Dollar consolidates its exchange rate over the euro
Dollars and Euros
The exchange rate of the euro against the dollar, which yesterday briefly fell below the value of the greenback for the first time since 2002, continued to weaken on Thursday in the face of the worsening economic outlook for the eurozone and the uncertainty over the political situation in Italy.
Thus, the euro fell to 0.9952 dollars, with a drop of more than 1% compared to yesterday’s session, which extends to more than 12% of the accumulated depreciation of the common European currency against the U.S. currency so far in 2022.
From Schroders, manager Robbie Boukhoufane notes that the U.S. economy is much more self-sufficient (than the eurozone) when it comes to essential commodity markets, particularly natural gas, at the same time that rising inflation is weighing on growth globally, which is leading investors to seek the safety of the U.S. dollar.
“Most central banks are rushing to neutral rates to contain inflation. However, the Federal Reserve (Fed) is moving much faster than the European Central Bank, which has led to an interest rate differential of around 3% based on current market rates,” he explains.
The Fed began normalizing its monetary policy last March with a 25 basis point hike, followed by hikes of 50 and 75 basis points, respectively, at the next two meetings, while the ECB will undertake its first rate hike in eleven years next week when it will raise the rate by 25 basis points.
On the other hand, the European Commission published Thursday’s new macroeconomic projections, which envisage an escalation to “historic” inflation levels to 7.6% in 2022, while they have lowered the GDP growth forecast by one-tenth of a percent to 2.6%. By 2023, Brussels expects inflation to moderate to 4% in the eurozone, up from 2.7% in the May forecast, and GDP to limit its expansion to 1.4%, down from 2.3% previously forecast.

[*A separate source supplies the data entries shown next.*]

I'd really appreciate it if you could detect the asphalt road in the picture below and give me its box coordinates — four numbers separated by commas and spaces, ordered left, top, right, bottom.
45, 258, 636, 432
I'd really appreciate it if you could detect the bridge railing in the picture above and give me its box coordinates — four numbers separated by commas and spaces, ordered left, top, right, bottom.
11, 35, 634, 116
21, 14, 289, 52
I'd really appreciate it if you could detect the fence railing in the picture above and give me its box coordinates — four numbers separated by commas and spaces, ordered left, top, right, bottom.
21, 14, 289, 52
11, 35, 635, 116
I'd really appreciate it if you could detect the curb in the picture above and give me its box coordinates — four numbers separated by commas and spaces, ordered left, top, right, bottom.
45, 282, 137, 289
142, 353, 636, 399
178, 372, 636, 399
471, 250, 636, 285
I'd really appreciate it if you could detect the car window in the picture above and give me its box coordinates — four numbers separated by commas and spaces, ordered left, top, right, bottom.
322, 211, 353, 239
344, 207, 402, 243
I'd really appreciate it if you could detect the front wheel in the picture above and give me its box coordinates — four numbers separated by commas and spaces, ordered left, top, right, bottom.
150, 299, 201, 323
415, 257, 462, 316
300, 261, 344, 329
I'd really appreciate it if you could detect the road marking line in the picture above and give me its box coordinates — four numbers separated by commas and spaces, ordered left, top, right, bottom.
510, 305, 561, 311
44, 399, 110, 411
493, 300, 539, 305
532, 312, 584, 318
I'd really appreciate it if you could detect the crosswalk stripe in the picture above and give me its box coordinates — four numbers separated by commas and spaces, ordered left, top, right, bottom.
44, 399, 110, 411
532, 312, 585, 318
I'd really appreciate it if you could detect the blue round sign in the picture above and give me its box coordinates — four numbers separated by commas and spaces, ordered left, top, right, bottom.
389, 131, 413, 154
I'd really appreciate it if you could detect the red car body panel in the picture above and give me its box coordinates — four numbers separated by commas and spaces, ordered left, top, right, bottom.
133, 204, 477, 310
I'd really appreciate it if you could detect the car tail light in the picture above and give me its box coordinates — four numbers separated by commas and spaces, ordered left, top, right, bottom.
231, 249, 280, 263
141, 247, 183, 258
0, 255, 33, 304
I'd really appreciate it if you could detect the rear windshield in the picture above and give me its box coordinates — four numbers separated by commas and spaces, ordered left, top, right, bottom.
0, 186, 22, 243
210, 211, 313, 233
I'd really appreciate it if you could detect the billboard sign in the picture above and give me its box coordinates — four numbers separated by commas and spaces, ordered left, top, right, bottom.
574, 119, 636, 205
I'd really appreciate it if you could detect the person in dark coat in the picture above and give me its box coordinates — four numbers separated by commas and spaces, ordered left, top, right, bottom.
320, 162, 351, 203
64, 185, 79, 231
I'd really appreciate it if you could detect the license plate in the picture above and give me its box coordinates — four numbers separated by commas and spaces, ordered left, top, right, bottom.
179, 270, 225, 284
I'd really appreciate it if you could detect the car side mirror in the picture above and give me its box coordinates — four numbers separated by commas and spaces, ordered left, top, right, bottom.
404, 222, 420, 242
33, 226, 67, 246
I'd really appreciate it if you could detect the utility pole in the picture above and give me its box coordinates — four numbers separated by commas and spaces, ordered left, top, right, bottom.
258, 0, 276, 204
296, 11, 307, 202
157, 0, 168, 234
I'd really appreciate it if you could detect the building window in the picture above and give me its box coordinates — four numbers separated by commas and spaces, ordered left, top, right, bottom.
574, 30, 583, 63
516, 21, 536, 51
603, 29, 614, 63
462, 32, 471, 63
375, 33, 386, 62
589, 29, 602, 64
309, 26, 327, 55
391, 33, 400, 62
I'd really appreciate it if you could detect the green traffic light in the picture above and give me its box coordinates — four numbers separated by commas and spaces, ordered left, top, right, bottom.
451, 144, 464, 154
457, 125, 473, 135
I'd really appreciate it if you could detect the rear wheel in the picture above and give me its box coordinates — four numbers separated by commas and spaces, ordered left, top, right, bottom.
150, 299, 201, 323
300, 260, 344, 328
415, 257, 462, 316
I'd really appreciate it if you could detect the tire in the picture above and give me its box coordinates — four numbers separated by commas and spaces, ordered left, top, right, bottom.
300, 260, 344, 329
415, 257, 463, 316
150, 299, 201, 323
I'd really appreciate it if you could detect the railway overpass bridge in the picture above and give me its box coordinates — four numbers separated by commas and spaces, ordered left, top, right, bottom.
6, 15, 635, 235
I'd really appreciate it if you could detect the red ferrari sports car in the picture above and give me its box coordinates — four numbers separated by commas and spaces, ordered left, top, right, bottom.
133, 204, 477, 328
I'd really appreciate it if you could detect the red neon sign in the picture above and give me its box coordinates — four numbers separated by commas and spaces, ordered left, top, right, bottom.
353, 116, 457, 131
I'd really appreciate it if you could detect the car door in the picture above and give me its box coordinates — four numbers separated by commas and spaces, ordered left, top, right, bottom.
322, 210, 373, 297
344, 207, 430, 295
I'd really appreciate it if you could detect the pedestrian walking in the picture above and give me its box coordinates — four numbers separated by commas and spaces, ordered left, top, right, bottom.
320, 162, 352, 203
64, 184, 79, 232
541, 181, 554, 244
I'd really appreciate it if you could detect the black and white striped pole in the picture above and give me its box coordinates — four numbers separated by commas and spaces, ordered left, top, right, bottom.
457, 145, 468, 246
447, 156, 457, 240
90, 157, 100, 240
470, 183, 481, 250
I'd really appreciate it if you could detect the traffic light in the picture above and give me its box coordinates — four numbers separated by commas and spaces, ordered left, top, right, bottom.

“The currency market is already discounting a pessimistic growth scenario for Europe, but if gas rationing becomes a reality, the euro’s trend against the dollar will be even more negative,” Boukhoufane notes.
Nevertheless, the expert anticipates that, as economic data weakens and inflation moderates, any sign that the Fed is close to reaching the peak of monetary tightening will alleviate some of the upward pressure on the dollar. “However, we are not there yet,” he cautions.